I want to know the communication protocol specifically port number
used by Namenode and Datanode in hadoop.
Say, if I write the following command in Namenode,
hdfs dfsadmin -report
it will show the details of live nodes (namenode & datanode), how many datanodes are there etc. My question is how namenode and datanode communicates ? via which port
? I am actually getting only 1 datanode with the above command whereas in my cluster, there are 8 datanodes. So, I am not sure whether any port blocking of networking
is caused this!! My firewall is disabled in the namenode and all the datanodes. I have checked this via sudo ufw status
command which returned inactive
.
From hadoop official pages (link), I have found this:
The Communication Protocols
All HDFS communication protocols are layered on top of the TCP/IP protocol. A client establishes a connection to a configurable TCP port on the NameNode machine. It talks the ClientProtocol with the NameNode. The DataNodes talk to the NameNode using the DataNode Protocol. A Remote Procedure Call (RPC) abstraction wraps both the Client Protocol and the DataNode Protocol. By design, the NameNode never initiates any RPCs. Instead, it only responds to RPC requests issued by DataNodes or clients.
I am using hadoop 3.1.1
in Ubuntu 16.04
Any help is highly appreciated.
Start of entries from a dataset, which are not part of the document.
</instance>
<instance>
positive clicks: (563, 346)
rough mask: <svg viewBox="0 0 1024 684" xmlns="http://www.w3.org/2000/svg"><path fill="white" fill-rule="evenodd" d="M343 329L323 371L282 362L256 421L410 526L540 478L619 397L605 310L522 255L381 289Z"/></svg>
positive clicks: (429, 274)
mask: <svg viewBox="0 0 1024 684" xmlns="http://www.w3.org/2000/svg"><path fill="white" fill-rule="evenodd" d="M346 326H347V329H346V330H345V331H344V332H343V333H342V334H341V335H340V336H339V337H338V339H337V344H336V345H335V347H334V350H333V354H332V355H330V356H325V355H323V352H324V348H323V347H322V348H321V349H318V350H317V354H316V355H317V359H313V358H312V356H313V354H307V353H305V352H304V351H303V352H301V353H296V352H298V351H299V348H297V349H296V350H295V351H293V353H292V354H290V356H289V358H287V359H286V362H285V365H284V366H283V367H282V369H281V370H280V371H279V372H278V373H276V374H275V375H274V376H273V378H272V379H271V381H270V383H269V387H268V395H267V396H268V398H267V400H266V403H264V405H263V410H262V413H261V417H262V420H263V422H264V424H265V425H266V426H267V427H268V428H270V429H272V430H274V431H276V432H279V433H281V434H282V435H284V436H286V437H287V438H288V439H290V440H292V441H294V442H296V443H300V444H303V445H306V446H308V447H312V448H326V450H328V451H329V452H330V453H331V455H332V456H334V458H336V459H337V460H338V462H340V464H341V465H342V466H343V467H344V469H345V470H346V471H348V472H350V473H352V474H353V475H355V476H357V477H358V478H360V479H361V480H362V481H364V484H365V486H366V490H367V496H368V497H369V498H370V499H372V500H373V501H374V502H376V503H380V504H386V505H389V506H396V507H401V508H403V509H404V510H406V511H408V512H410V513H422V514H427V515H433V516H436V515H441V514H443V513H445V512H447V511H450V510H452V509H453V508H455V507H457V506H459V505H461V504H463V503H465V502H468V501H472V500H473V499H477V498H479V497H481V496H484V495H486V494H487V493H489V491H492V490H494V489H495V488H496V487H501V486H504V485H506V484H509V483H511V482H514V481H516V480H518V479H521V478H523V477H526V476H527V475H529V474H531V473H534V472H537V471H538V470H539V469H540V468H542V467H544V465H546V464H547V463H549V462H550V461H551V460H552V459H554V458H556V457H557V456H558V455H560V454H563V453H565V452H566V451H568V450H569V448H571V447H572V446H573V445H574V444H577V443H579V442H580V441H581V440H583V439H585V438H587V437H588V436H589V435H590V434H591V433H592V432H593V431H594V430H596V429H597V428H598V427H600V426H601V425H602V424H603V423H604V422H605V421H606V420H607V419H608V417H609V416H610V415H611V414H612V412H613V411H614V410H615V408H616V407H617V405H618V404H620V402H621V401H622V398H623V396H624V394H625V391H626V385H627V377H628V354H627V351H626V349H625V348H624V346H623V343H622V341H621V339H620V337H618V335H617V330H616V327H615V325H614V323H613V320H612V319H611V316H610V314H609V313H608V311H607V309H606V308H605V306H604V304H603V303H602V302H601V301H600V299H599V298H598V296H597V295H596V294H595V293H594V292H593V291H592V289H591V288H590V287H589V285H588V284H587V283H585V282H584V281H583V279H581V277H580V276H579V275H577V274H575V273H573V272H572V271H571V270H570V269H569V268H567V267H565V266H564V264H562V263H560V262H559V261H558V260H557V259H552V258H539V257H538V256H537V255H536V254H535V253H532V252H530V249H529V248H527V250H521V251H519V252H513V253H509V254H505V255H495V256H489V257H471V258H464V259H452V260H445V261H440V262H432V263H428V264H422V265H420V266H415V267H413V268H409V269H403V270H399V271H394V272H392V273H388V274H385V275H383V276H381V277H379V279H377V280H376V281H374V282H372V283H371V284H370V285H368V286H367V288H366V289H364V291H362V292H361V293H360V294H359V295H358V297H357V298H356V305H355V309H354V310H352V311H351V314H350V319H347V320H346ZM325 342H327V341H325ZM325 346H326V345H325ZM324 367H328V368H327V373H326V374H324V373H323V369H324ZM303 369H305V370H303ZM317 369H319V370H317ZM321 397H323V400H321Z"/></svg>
Thanks.
These are all configured in hdfs-site.xml
.
For example, by default, dfs.datanode.address=0.0.0.0:9866
If you search for port
or address
, then you can generally find what you are looking for https://hadoop.apache.org/docs/r3.1.1/hadoop-project-dist/hadoop-hdfs/hdfs-default.xml
If that command or the NameNode UI don't show datanodes, then SSH to the individual nodes, check jps
to see if process is running, and log files to find if the process is not running.